Vu la procédure suivante :
Par une requête, enregistrée le 25 avril 2022, M. A B, représenté par Me Dewattine, demande au tribunal :
1°) d'annuler l'arrêté du 28 mars 2022 par lequel le maire de la
commune d'Auchel l'a mis en demeure de faire procéder à la démolition, dans un délai d'un
mois, de l'ensemble immobilier lui appartenant, situé 50 rue Arthur Lamendin sur le territoire
communal ;
2°) de mettre à la charge de la commune d'Auchel la somme de 2 000 euros en
application des dispositions de l'article L. 761-1 du code de justice administrative.
Vu les autres pièces du dossier.
Vu le code de justice administrative.
Considérant ce qui suit :
1. Aux termes de l'article R. 222-1 du code de justice administrative : " () les présidents de formation de jugement des tribunaux () peuvent, par ordonnance : / 1' Donner acte des désistements () ". L'article R. 612-5-2 de ce code dispose que : " En cas de rejet d'une demande de suspension présentée sur le fondement de l'article L. 521-1 au motif qu'il n'est pas fait état d'un moyen propre à créer, en l'état de l'instruction, un doute sérieux quant à la légalité de la décision, il appartient au requérant, sauf lorsqu'un pourvoi en cassation est exercé contre l'ordonnance rendue par le juge des référés, de confirmer le maintien de sa requête à fin d'annulation ou de réformation dans un délai d'un mois à compter de la notification de ce rejet.
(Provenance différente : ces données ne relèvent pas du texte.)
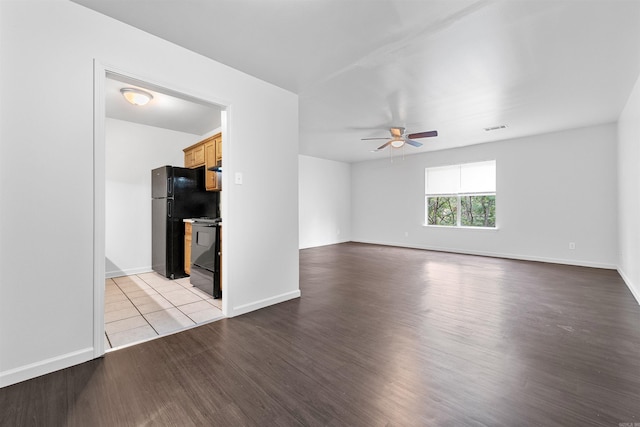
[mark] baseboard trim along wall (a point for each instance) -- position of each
(634, 290)
(23, 373)
(127, 272)
(497, 255)
(256, 305)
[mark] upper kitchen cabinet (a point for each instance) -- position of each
(194, 156)
(208, 153)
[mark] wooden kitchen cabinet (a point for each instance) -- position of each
(194, 156)
(207, 152)
(187, 247)
(218, 148)
(211, 178)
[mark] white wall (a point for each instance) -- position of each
(47, 166)
(324, 201)
(552, 189)
(629, 191)
(132, 151)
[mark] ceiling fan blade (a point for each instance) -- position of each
(397, 131)
(385, 145)
(423, 134)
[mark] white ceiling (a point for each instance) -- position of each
(361, 66)
(166, 110)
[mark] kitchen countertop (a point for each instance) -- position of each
(204, 220)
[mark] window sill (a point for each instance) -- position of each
(454, 227)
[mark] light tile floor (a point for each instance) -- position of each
(148, 305)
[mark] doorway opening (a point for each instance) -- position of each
(133, 303)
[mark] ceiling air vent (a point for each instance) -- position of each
(495, 128)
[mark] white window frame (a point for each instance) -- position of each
(458, 194)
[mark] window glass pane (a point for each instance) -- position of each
(442, 210)
(478, 211)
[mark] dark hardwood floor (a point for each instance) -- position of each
(381, 336)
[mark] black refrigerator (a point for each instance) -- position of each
(176, 193)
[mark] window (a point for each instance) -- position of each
(461, 195)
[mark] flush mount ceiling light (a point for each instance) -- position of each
(136, 96)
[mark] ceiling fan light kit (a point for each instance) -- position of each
(136, 96)
(399, 139)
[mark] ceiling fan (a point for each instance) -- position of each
(399, 139)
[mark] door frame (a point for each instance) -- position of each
(100, 71)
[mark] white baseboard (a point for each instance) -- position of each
(317, 245)
(256, 305)
(635, 291)
(498, 255)
(23, 373)
(126, 272)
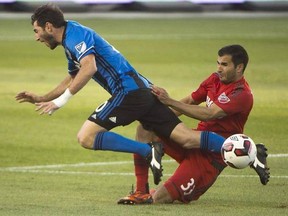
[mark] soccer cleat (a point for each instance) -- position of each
(260, 164)
(136, 198)
(154, 160)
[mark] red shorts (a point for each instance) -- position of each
(197, 172)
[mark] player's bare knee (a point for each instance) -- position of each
(190, 143)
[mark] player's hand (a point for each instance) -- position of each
(27, 97)
(161, 94)
(46, 108)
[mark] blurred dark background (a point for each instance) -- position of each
(149, 5)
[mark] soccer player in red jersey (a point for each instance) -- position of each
(229, 101)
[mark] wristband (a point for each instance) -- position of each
(62, 99)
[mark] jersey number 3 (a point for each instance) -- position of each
(188, 189)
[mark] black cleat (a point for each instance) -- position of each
(154, 160)
(260, 164)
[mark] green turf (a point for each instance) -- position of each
(174, 53)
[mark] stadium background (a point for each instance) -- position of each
(150, 5)
(43, 170)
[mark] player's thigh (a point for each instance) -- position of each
(192, 178)
(123, 109)
(186, 137)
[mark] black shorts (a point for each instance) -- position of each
(141, 105)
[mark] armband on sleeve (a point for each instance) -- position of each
(63, 99)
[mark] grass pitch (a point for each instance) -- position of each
(43, 171)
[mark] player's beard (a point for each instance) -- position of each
(50, 41)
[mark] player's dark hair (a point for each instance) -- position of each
(48, 13)
(238, 53)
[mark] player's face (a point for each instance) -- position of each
(44, 36)
(226, 69)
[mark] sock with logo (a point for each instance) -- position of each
(141, 170)
(115, 142)
(211, 141)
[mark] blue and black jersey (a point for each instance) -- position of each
(114, 73)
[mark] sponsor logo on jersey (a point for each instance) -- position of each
(113, 119)
(223, 98)
(209, 102)
(81, 47)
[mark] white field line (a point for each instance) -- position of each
(51, 169)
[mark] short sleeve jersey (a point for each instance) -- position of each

A défaut, le requérant est réputé s'être désisté. / Dans le cas prévu au premier alinéa, la notification de l'ordonnance de rejet mentionne qu'à défaut de confirmation du maintien de sa requête dans le délai d'un mois, le requérant est réputé s'être désisté () ".
2. La requête en référé n° 2203069 formée par M. B tendant à obtenir la suspension de l'exécution de l'arrêté du 28 mars 2022 par lequel le maire de la
commune d'Auchel l'a mis en demeure de faire procéder à la démolition, dans un délai d'un
mois, de l'ensemble immobilier lui appartenant, situé 50 rue Arthur Lamendin sur le territoire
communal, a été rejetée par ordonnance du 16 mai 2022 au motif qu'aucun des moyens présentés n'était propre à créer, en l'état de l'instruction, un doute sérieux quant à la légalité de ces décisions.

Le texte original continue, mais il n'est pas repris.